Distances

There are several ways to define the distance between two points in the plane.

The Euclidean distance is the length of the straight line segment connecting the two points. In this problem, Euclidean distances are output as squared values.

The Manhattan distance is the sum of the absolute difference of the x-coordinates and the absolute difference of the y-coordinates. It can be viewed as the distance traveled when moving only parallel to the x-axis or the y-axis.

The Chebyshev distance is the larger of the absolute difference of the x-coordinates and the absolute difference of the y-coordinates.

You are given N distinct points in the two-dimensional plane. For each of these three distance measures, find the distance between the farthest pair of points and the distance between the closest pair of points.

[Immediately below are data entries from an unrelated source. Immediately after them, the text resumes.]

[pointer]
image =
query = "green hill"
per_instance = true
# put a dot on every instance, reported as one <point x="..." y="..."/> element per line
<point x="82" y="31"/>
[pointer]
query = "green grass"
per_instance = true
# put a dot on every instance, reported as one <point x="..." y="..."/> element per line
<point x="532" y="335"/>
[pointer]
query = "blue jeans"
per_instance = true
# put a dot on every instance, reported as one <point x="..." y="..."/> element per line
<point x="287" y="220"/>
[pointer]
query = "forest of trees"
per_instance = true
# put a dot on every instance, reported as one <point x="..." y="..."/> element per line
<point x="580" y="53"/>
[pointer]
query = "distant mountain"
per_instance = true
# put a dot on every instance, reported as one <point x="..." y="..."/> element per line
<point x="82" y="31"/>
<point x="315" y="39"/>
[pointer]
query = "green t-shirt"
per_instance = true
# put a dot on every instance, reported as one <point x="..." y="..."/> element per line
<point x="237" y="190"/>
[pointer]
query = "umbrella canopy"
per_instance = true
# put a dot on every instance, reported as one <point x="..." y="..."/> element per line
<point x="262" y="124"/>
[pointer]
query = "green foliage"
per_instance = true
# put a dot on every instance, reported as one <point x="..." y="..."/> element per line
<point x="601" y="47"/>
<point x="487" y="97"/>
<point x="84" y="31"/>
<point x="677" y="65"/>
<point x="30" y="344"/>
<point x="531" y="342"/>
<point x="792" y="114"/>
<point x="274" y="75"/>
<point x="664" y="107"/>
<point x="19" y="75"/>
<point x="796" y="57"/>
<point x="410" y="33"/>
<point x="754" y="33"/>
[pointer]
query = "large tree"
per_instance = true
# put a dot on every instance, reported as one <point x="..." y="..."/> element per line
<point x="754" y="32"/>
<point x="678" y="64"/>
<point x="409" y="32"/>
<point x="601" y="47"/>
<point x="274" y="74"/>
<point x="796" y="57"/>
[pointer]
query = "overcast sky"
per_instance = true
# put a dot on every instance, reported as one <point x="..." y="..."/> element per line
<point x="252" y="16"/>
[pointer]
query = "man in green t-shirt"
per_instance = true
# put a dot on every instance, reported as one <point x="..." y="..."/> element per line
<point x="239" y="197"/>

The first line contains the number of points N (2 ≤ N ≤ 100,000).

Each of the next N lines contains two integers, the x-coordinate and y-coordinate of one point, separated by a space. All points are distinct, and the absolute value of every coordinate is at most 10,000.

Print six lines.

The first line must contain the square of the maximum Euclidean distance. The second line must contain the square of the minimum Euclidean distance. The third line must contain the maximum Manhattan distance. The fourth line must contain the minimum Manhattan distance. The fifth line must contain the maximum Chebyshev distance. The sixth line must contain the minimum Chebyshev distance.